Mis amigos me habían contado poco antes de mi viaje que habían decidido adoptar a un compañerito peludo que merodeaba por su jardín: el gato Minuit. El pobre animal se había quedado abandonado en Marsac cuando sus anteriores dueños vendieron la casa en la que vivían y se había convertido en un vagabundo. Como parecía ser de buen carácter y bastante joven aún, David y Fiona habían considerado que merecía la pena ocuparse de él. Mi primer encuentro con Minuit no me dio muchas esperanzas, ya que el minino, al no conocerme, tenía miedo de mí y no se dejaba acariciar. No dispuesta a rendirme, tracé un plan que consistía en comprarle unos sobres de una comida que a mi gato le entusiasma, con la esperanza de que eso me sirviera para ganarme su afecto. Et voilà! La estrategia dio sus resultados inmediatamente, de modo que Minuit pasó de huir de mí a buscarme a todas horas y a subirse a mi regazo obedeciendo a un gesto de mi mano. Así tuve compañía felina durante toda mi estancia.

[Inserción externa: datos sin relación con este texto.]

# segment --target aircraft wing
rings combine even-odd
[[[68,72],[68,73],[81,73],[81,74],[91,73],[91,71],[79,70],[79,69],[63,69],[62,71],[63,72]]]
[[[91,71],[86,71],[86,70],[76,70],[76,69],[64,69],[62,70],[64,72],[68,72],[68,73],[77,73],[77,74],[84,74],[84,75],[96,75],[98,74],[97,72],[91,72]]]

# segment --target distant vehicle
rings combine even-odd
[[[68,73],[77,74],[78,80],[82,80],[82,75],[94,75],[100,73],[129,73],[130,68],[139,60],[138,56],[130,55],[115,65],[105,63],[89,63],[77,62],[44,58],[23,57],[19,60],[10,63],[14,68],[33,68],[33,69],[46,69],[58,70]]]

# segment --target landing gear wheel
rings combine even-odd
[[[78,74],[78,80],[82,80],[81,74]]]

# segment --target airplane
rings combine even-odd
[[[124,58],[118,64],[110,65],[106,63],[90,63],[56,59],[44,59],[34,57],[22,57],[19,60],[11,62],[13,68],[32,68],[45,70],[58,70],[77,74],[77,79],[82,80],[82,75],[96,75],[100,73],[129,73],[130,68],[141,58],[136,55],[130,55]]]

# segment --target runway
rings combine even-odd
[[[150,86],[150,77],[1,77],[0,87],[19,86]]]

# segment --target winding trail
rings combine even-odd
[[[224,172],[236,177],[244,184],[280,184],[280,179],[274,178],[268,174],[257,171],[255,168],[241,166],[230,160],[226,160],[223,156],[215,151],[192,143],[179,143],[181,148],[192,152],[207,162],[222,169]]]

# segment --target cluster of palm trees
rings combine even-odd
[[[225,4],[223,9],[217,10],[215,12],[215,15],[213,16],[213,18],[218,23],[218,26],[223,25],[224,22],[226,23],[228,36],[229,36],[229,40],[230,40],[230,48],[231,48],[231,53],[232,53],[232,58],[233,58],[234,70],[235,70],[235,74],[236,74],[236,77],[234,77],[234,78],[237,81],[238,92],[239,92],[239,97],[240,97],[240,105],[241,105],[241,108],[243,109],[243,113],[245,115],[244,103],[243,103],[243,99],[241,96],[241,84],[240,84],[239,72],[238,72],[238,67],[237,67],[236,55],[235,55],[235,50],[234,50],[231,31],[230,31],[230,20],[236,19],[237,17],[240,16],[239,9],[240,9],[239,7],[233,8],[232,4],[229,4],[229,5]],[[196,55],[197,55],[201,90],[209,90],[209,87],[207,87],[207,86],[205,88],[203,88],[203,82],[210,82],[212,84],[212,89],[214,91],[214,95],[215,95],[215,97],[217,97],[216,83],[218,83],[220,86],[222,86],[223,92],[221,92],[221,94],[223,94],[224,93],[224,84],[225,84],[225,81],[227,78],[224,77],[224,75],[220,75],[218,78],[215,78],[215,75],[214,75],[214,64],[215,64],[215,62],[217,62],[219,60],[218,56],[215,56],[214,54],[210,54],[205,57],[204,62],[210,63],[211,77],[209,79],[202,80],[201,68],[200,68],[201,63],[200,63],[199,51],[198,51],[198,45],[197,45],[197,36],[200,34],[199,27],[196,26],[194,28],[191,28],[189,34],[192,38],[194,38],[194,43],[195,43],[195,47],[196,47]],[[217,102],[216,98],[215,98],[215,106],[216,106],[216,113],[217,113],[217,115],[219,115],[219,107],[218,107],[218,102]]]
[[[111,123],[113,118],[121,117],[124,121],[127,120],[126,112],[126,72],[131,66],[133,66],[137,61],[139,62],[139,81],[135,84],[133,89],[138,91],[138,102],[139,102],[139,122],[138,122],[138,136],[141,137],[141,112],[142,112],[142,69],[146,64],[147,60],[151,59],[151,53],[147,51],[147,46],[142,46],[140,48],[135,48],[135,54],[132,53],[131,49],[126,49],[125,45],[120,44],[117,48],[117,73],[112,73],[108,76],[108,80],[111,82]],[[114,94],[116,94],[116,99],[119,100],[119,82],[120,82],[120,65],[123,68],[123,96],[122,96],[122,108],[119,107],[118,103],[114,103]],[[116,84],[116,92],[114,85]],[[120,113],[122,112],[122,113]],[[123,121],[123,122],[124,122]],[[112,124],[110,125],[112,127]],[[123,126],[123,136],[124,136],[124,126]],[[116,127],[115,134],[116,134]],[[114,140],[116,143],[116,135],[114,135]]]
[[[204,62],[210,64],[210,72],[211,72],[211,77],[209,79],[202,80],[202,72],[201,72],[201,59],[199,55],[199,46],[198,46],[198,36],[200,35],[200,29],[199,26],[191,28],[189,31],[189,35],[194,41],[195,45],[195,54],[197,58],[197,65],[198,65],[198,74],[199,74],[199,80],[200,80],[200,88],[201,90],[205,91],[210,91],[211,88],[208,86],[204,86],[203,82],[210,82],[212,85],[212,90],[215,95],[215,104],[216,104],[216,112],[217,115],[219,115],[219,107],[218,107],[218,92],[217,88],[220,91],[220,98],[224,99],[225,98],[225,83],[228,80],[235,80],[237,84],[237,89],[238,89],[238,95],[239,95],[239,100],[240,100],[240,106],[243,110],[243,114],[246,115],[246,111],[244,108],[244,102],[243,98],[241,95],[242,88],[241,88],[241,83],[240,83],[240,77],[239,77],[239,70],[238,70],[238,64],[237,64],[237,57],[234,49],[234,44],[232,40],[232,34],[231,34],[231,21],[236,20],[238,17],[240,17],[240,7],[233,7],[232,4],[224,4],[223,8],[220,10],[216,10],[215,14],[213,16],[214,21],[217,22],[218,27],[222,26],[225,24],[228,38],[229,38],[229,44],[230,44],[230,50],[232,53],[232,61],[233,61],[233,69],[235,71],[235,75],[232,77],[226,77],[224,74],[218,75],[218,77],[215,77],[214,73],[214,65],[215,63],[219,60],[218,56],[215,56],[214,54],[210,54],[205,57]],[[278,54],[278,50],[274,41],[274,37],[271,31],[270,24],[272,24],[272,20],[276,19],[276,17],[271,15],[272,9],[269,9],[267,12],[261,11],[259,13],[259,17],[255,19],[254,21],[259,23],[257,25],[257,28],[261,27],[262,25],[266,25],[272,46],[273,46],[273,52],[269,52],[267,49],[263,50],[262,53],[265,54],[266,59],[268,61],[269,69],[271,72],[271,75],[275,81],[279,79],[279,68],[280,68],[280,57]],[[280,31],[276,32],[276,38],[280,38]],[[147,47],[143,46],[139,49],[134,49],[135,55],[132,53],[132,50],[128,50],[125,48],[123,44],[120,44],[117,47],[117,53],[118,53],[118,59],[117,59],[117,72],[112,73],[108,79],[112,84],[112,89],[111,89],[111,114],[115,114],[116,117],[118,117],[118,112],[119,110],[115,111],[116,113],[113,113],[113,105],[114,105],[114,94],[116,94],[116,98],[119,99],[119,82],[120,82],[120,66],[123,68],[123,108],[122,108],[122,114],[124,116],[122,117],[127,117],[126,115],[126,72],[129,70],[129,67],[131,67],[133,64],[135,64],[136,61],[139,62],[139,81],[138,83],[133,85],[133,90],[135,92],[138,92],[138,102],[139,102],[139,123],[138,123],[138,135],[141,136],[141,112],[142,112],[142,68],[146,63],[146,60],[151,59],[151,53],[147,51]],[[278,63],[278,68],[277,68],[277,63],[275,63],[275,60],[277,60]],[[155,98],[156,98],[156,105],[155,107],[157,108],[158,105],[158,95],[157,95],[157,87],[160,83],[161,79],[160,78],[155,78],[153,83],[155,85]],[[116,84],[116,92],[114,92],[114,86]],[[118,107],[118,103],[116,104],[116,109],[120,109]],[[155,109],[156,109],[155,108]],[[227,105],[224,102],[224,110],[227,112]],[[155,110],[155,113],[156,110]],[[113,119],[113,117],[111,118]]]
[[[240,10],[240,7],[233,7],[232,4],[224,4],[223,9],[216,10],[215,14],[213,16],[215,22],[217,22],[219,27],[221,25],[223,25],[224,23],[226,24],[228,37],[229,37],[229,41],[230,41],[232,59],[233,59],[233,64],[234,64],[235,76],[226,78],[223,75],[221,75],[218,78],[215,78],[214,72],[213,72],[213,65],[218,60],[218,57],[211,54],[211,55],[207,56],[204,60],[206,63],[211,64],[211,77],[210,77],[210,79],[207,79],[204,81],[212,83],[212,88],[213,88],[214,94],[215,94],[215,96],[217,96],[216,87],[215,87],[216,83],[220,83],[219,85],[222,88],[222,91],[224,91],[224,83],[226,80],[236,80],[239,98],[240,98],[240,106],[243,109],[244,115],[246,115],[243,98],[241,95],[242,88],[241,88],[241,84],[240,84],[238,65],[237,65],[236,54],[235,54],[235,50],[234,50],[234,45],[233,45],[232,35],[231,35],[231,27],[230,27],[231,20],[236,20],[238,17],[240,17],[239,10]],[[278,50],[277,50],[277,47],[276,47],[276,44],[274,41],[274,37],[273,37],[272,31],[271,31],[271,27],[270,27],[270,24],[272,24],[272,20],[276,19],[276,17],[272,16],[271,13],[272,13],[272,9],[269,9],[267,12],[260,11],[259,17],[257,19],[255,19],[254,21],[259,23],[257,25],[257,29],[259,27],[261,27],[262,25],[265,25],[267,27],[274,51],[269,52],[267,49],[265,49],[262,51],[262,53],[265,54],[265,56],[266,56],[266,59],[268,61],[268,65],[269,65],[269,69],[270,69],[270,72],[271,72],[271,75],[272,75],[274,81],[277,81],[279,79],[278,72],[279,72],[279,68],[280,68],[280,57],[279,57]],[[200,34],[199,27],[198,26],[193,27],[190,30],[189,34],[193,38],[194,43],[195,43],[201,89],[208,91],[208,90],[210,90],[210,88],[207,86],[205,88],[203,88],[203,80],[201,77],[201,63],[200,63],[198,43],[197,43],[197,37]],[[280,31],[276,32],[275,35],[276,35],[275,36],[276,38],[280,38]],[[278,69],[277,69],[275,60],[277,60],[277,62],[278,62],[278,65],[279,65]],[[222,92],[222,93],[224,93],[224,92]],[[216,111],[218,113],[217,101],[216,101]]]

Dispuesta para salir a entrenar.
Los días en Marsac transcurrían apaciblemente. Por las mañanas, dedicaba algo más de dos horas a entrenar por los alrededores. Mis salidas me llevaban por localidades como Lavit de Lomagne, Castelsarrasin, Saint Nicolas de la Grave, Moissac o Larrazet, atravesando kilómetros y kilómetros de campos que alternaban el cereal con los regadíos. Las carreteritas, estrechas pero de asfalto impecable (no había baches ni gravilla), subían y bajaban constantemente en una alegre ignorancia del llano. Había algunas subidas que casi podrían considerarse puertecitos, más por su pendiente que por su longitud. Había que ir con mucho cuidado con los coches, ya que casi ninguno respetaba la norma de dejar metro y medio entre él y el ciclista, además de no aminorar gran cosa la velocidad al pasar (a mi juicio, iban demasiado rápidos para la escasa anchura de la vía). La verdad es que, con esta experiencia que he tenido de rodar por esas tierras, pienso que casi estamos más protegidos en España, a pesar de lo que muchos crean. Eso sí: lo que me impresionó fue lo cuidadas que estaban las carreteras, a diferencia de las que transito habitualmente y que están llenas de socavones, asfalto rugoso, arena, hierbajos que lo invaden todo... No creo que sea algo que dependa sólo de la frecuencia del mantenimiento, ya que todo lo que acabo de decir sería perfectamente aplicable a la ruta de la vuelta de S. Pedro del Valle (mi zona de entrenamiento más frecuentada por Salamanca), cuyos viales fueron arreglados hace un año. Más bien opino, con el atrevimiento propio del desconocimiento de la técnica, que aquí se hacen peor esas obras, de manera que no duran casi nada. Se suele decir que en Salamanca se destrozan las carreteras a causa de los riegos de las huertas, pero eso mismo debería pasar en la región de Francia en la que he estado, porque los cultivos eran casi los mismos y los aspersores también echaban parte del agua al asfalto. El clima tampoco es muy diferente, y tractores y otros vehículos pesados están constantemente transitando por esos caminos.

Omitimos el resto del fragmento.